It’s James Bond Day this Sunday, if you didn’t know – 5 October is now a celebration of all things 007, thanks to this being the date of the world premiere of Dr No, the very first Bond film, starring Sean Connery, in 1962. Imagine it as a bit like Star Wars Day, with fewer Wookiees and Ewoks and a whole lot more tuxedoed swagger.
This year though, the advent of JBD (as no one has ever called it) is bit of a damp squib. It hasn’t been that long since Denis Villeneuve was announced as the director of the next Bond film (June, in fact) and even less time since Peaky Blinders’ Steven Knight was hired to write the script. But there’s been little to no sign since then of the new 007 actually being revealed, and even less sense of where this venerable franchise is going next. All we have are whisperings on the wind via the Hollywood trades to the effect that the film-makers will be looking for a relatively youthful (in his 20s or 30s) Brit, who could be a person of colour but is not going to be a woman, a franchise star, or anyone we’ve vaguely heard of.
This is, of course, disappointing news for the hordes of online bookmakers who have been making a pretty penny for months now out of trying to convince punters that it is a race between Callum Turner, Aaron Taylor-Johnson, Henry Cavill, Theo James, Leo Woodall and that hunky guy in Saltburn who’s secretly Australian.
Intriguingly, the last time the movie franchise actually went for a complete unknown was in 1969, when George Lazenby briefly took up the Walther PPK. Before that, Connery himself certainly wasn’t a star: he had had a few minor film roles and done a bit of stage and modelling work (he was famously in the chorus line of the touring version of South Pacific) as well as working as a bodybuilder and milkman in Edinburgh before taking the lead role in Dr No. Producers Cubby Broccoli and Harry Saltzman specifically didn’t want a household name; they wanted someone fresh whom audiences would accept as Bond himself, rather than as an actor playing Bond.
Repeating this trick could turn out to be an ingenious move, just as it was in the early 1960s.
But getting Villeneuve involved means that there is no get-out clause at all if this new Bond turns out to be a stiff. Dialling up the exploding pens and innuendo is no longer an option when your new director is a solemn auteur of genre film-making best known for ponderous sci-fi epics where the loudest sound is the audience’s own existential dread.
And yet, in many ways, hiring Villeneuve tells us everything we need to know about the new post-Daniel Craig direction.
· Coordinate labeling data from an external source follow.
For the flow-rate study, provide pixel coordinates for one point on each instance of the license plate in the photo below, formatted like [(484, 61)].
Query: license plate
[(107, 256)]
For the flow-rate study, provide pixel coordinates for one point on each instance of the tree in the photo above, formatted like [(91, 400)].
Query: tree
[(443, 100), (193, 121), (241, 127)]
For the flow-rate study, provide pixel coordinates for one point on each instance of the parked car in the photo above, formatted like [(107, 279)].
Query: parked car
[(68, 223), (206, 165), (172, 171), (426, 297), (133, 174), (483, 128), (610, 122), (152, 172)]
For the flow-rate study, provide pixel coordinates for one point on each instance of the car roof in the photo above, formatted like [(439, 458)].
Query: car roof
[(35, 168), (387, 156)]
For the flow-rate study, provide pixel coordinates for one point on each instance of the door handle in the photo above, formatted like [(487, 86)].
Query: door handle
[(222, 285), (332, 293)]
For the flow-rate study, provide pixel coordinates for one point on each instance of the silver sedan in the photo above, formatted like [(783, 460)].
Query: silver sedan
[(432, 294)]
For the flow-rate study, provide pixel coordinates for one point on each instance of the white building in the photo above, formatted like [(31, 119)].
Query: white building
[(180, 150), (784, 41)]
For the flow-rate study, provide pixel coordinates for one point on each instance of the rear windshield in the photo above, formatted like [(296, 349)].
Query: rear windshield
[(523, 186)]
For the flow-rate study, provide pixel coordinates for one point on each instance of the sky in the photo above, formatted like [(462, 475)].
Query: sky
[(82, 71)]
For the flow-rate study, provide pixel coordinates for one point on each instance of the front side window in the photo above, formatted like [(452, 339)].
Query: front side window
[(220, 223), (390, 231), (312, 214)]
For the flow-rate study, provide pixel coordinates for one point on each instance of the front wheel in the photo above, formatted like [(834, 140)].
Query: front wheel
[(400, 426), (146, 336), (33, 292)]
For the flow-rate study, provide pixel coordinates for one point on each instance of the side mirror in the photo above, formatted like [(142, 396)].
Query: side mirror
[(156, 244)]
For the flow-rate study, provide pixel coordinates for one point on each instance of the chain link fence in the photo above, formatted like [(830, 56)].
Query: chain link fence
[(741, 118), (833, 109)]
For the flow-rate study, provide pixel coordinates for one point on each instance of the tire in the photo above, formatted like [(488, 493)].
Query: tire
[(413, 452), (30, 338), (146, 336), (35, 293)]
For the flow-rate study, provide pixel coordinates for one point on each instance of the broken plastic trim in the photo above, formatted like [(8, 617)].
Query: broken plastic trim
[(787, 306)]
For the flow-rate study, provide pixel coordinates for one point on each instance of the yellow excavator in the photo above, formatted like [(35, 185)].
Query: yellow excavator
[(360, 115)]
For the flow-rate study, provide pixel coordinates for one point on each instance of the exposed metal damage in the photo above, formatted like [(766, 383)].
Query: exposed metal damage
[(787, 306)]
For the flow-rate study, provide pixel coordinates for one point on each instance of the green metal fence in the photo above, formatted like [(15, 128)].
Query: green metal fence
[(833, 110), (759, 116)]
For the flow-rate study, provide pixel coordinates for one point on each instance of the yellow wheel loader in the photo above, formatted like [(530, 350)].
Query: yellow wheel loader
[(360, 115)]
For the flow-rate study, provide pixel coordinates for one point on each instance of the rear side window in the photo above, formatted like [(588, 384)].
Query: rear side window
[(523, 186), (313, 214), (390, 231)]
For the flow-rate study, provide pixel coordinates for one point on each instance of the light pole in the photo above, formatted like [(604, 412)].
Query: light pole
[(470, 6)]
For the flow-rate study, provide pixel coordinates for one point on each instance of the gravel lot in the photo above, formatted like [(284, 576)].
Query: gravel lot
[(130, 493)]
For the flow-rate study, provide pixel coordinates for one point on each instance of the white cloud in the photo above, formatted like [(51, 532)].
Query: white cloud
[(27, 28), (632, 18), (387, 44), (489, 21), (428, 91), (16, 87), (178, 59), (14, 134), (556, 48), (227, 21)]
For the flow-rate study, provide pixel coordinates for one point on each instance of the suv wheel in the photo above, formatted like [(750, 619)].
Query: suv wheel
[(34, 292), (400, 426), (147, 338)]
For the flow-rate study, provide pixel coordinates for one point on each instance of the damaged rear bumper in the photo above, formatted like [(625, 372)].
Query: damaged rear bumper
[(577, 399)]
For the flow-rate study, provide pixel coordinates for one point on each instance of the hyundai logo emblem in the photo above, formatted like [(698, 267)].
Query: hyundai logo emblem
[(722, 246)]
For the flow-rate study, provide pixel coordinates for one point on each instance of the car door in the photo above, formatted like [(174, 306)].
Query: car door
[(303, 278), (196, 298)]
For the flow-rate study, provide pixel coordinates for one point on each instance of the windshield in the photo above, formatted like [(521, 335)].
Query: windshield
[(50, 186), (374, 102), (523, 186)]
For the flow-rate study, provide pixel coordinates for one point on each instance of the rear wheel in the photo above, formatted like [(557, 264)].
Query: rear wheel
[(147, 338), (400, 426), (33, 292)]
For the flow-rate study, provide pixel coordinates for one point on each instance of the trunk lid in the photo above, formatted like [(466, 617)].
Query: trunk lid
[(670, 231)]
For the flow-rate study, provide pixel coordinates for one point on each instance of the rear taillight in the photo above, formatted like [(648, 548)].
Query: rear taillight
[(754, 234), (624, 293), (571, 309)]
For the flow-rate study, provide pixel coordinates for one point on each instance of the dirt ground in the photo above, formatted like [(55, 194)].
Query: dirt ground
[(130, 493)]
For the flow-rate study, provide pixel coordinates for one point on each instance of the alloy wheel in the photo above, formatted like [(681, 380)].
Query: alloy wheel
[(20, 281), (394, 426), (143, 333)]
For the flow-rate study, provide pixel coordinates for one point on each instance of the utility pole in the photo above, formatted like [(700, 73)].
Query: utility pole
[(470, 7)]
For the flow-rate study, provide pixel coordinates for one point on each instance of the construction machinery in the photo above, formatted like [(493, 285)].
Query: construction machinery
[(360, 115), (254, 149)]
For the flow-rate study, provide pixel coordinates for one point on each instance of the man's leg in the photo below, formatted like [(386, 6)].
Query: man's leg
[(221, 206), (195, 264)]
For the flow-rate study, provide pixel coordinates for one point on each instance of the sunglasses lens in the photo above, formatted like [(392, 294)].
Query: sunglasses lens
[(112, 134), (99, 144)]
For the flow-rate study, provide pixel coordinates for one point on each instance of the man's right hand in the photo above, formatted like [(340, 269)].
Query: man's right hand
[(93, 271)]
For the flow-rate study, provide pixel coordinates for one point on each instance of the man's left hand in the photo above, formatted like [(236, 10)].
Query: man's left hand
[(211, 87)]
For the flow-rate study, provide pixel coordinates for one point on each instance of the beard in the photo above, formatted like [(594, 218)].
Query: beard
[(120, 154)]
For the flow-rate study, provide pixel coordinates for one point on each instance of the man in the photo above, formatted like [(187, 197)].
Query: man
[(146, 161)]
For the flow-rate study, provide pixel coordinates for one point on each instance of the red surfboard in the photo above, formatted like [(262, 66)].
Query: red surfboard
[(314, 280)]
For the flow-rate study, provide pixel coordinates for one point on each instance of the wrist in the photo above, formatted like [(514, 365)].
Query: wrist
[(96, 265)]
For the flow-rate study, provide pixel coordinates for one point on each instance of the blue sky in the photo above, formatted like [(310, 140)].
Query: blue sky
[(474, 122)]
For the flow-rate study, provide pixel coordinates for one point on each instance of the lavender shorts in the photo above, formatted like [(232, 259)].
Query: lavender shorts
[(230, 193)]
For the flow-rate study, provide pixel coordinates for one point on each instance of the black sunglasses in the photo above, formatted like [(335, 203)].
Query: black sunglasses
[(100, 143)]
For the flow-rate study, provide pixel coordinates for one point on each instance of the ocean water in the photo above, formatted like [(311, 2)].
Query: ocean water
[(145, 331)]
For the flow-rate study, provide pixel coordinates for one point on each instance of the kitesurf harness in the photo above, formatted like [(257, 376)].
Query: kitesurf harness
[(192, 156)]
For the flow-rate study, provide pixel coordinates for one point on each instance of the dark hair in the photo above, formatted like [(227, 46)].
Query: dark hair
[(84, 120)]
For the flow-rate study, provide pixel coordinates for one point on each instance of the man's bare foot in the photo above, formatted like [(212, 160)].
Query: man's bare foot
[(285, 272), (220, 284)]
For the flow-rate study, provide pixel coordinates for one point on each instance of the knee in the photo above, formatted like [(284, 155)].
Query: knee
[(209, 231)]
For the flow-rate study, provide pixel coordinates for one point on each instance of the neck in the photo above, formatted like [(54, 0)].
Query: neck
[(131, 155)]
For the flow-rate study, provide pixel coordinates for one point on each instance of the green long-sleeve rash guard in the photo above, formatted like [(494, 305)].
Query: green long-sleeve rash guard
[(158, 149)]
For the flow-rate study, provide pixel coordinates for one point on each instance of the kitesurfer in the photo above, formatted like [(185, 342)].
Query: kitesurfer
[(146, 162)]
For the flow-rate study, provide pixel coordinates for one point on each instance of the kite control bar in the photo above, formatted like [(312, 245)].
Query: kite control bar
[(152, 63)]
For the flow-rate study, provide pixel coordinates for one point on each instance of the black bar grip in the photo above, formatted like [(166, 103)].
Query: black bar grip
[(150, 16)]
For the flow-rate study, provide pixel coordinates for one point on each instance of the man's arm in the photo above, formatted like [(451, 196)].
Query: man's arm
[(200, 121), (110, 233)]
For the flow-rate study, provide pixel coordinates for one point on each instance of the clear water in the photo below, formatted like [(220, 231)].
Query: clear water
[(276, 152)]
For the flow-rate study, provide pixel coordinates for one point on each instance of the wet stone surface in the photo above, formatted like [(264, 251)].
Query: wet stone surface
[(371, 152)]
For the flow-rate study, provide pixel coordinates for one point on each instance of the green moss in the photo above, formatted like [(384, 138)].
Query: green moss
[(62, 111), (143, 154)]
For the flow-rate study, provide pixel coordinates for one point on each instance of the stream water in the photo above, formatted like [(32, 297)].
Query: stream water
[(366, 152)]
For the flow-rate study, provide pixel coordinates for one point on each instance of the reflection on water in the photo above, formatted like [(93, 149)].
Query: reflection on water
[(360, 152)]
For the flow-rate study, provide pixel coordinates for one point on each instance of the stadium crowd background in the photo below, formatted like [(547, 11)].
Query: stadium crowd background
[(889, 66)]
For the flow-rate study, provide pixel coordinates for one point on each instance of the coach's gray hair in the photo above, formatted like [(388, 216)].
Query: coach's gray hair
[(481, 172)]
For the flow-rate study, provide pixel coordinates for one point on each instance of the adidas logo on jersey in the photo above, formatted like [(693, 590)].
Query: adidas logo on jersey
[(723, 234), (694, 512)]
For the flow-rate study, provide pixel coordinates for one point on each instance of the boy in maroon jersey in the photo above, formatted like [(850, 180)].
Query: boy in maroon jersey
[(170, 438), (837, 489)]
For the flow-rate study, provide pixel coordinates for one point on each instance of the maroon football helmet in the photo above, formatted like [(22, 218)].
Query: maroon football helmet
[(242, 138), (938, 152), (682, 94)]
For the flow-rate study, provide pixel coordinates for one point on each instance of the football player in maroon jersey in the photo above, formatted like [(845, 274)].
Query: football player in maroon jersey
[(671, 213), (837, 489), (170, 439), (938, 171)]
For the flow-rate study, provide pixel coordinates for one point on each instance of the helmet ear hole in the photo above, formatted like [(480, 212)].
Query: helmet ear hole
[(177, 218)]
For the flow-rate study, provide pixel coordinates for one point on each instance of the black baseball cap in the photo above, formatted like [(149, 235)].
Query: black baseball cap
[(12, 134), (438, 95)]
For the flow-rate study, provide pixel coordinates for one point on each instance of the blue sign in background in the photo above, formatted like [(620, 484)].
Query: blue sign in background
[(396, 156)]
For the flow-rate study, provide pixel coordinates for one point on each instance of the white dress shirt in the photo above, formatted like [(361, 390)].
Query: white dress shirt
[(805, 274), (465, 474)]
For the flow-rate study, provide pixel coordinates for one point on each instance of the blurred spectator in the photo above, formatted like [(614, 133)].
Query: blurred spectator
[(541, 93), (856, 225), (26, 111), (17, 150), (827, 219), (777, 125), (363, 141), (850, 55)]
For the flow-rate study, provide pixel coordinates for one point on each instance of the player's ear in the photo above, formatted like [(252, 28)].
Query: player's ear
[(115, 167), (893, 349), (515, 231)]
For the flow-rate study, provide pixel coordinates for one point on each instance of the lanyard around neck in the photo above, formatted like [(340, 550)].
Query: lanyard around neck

There are not going to be any invisible cars or double entendres, and we probably won’t be getting Sheriff JW Pepper back any time soon either. All of this is, of course, absolutely fine if you like your 007 with a modern twist. But it doesn’t tell us how Villeneuve’s take on Britain’s suavest state-sponsored assassin will stand out from the 007s who immediately preceded him (especially if the new era doesn’t choose to take the whole story back to Ian Fleming’s original 50s and 60s setting).
Craig was immediately recognisable as a new kind of dapper super-spy when he arrived on the scene in 2006’s Casino Royale, a bruiser in a dinner jacket who would never be caught dead in an invisible car, or trading sex puns with Denise Richards while defusing a nuclear warhead. He made Pierce Brosnan’s gadget-addled smoothie, who only a few years previously had been considered by some as the best Bond since Connery, look like a karaoke Connery left too long in the microwave. Not that this is anything new. Lazenby (briefly) followed Connery, Brosnan followed the underrated Timothy Dalton, and cheesy late-era Roger Moore followed brilliantly dead-eyed and callous early Roger Moore. Every era of 007 redefines the last one, yet they are all in their own way James Bond 007, and worth raising a glass to. It’s just a little weird, as we apparently celebrate this year’s Bond Day, that we are being invited to toast one who doesn’t even exist yet.